Daarnaast speelt, als derde ontwikkeling, het optreden van onvoorziene effecten (dynamiek) een belangrijke rol. Deze effecten kunnen ervoor zorgen dat bv. nieuwe sectoren in de economie en samenleving plotseling kunnen opkomen. Bestaande sectoren krijgen hierdoor te maken met nieuwe spelers of ongekende uitdagingen (zogenaamde transities). De huidige inrichting en werking van organisaties is vooral gericht op “het bestaande” en minder op het inspelen op transities.
“Niet de organisaties staan centraal, maar het organiseren van de oplossing”
Bovenstaande ontwikkelingen maken duidelijk, dat aanvullende eisen worden gesteld aan de inrichting en werking van organisaties in de netwerksamenleving. Om in te kunnen spelen op deze ontwikkelingen moeten organisaties vooral adaptiever worden: de handelingssnelheid moet omhoog en de organisatie moet zich kunnen aanpassen aan nieuwe en onverwachte kansen en uitdagingen. Dit vraagt om dynamische allianties, wisselende coalities, meer partijenoverleg en onconventionele handelwijzen. Werken vanuit een probleem en daar de beste vorm bij vinden, met de belanghebbenden die nodig zijn om een oplossing te vinden. Want de oplossingen komen steeds minder exclusief van de traditionele spelers.

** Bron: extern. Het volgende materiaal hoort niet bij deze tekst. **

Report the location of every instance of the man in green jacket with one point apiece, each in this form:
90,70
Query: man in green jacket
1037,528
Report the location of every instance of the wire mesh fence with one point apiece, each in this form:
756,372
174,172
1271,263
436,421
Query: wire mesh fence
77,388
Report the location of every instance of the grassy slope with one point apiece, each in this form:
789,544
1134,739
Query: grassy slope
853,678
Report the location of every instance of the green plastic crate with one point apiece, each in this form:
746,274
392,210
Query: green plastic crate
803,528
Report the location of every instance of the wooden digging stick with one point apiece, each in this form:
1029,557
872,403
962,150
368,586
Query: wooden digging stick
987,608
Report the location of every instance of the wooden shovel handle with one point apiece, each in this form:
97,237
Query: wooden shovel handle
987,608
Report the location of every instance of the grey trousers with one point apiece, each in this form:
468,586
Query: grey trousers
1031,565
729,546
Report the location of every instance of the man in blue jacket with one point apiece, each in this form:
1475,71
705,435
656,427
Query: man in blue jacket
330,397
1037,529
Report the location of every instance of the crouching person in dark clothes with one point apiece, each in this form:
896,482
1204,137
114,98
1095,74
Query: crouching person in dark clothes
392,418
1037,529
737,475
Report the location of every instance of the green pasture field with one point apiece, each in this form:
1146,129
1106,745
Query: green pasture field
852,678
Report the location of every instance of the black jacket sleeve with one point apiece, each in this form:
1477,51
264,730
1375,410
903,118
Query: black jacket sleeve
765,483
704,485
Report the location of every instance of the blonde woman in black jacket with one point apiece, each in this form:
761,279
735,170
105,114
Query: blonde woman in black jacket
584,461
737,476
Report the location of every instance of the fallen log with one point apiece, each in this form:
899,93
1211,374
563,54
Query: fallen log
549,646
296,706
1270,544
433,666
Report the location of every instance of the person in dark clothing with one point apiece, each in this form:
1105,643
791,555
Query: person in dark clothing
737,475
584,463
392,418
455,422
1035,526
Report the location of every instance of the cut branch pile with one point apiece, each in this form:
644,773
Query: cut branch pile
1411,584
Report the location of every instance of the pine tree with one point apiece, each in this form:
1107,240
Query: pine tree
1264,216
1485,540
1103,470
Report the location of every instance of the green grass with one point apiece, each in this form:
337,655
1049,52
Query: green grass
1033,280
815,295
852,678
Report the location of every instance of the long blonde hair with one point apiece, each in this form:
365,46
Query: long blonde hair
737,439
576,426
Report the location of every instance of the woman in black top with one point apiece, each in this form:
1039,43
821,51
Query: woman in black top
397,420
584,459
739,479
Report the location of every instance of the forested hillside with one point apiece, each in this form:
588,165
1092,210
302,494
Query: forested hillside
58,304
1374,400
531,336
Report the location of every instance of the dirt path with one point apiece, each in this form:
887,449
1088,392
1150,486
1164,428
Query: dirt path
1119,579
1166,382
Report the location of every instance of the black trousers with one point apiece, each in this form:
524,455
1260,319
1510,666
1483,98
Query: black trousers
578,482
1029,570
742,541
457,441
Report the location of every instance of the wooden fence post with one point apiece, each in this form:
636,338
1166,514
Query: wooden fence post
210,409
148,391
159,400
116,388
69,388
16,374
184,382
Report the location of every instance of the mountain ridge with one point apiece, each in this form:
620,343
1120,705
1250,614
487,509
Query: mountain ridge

Maatschappelijke instanties, inwoners en andere organisaties hebben de kennis en kunde in huis om vraagstukken tot een goed einde te brengen. Het vraagt een open mind om met hen in gesprek te gaan; van professional tot ervaringsdeskundige. Zonder blauwdrukken doen wat nodig is, met zo min mogelijk ballast van instituties. Niet de organisaties staan centraal, maar het organiseren van de slimste oplossingen. Dat is niet altijd eenvoudig om in de praktijk te brengen. Hoe zorgen we voor noodzakelijke flexibele vormen van samenwerking in pluriforme netwerken? Niet als doel op zich, maar als antwoord op veranderende behoeften van samenwerkende overheden, bedrijven en kennisinstellingen die nieuwe wegen in die samenwerking willen verkennen. Dit vraagt om professionele ruimte en vrijheid voor medewerkers en vereist vertrouwen vanuit de top van organisaties.